Editorial: Finding the Money; Shumlin Looks at the Payroll Tax
Which is less surprising — that Vermont Gov. Peter Shumlin identified the payroll tax as a major source of revenue for the single-payer health care system his administration is designing or that the Vermont Chamber of Commerce immediately expressed its disapproval?
Shumlin’s acknowledgment, which came recently in interviews with the news media, qualifies less as breaking news than a statement of the obvious. It has been estimated that the state will need to raise $1.6 billion to finance the system, and it is all but inconceivable that such a sum could be corralled without resorting to a payroll tax. The 2011 study commissioned by the Vermont Legislature to look at an overhaul of the state’s health insurance system recommended a payroll tax, with employers paying 11 percent and employees paying 3.5 percent.
More to the point, a payroll tax would be the least disruptive avenue for making the transition from the current system and presumably improving it. Under a single-payer system financed with a major contribution from a payroll tax, much of the money now paid by employers and employees to private insurers would instead be collected in the form of a health care tax.
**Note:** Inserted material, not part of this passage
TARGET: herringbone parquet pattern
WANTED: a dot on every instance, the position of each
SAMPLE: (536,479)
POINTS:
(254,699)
The Shumlin administration has argued that such a tax might not affect all employers equally — those who don’t offer insurance to their employees now will certainly face new expenses — but that it would lower overall spending on health care by eliminating the expense of private insurers that now act as middlemen. William Hsiao, the Harvard economics professor who authored the 2011 report, predicted that his proposed payroll-funded plan would cost Vermont employers 3 percent less than what they would otherwise pay and employees 2 percent less.
A fair amount of Vermont’s business community has been skeptical, which is why the opposition of the Vermont Chamber of Commerce is not shocking. The basis of the chamber’s opposition, however, is a bit puzzling.
Chamber President Betsy Bishop told VT Digger that her organization is concerned about continuing to shoulder financial burden of paying for health insurance but surrendering all decision-making authority about how that money is spent.
“What we’re interested in is continuing a system where employers, if they are paying for health care, have some level of control over what they are paying for,” she said.
That ignores a fundamental change that would occur if the Shumlin administration successfully implements a single-payer system. Under such a system, employers would not be “paying for health care”; they would be paying taxes to support a state-run health care system. As constituents, taxpayers and stakeholders, they would have every right to attempt to influence decisions made by elected and appointed officials, but they should have no expectation of exerting direct control — just as they do not with other programs paid for or supported by business taxes.
In fact, if the analysis by the Shumlin administration and other supporters of single-payer insurance systems is accurate, what many businesses can look forward to in return for their loss of direct control is lower overall health expenses — because the cost of administering the health care system would be lowered and because the burden would be more widely distributed once all employers are required to contribute.
To whatever extent the business community remains skeptical about that claim, it is hardly alone. In theory, single-payer should deliver cost savings. But until Vermont employers can compare what they pay in taxes to what they now pay insurance companies and until their employees see what’s deducted from their paychecks, most will remain somewhere between vigilant and doubtful. It’s a big change, and there are a lot of variables.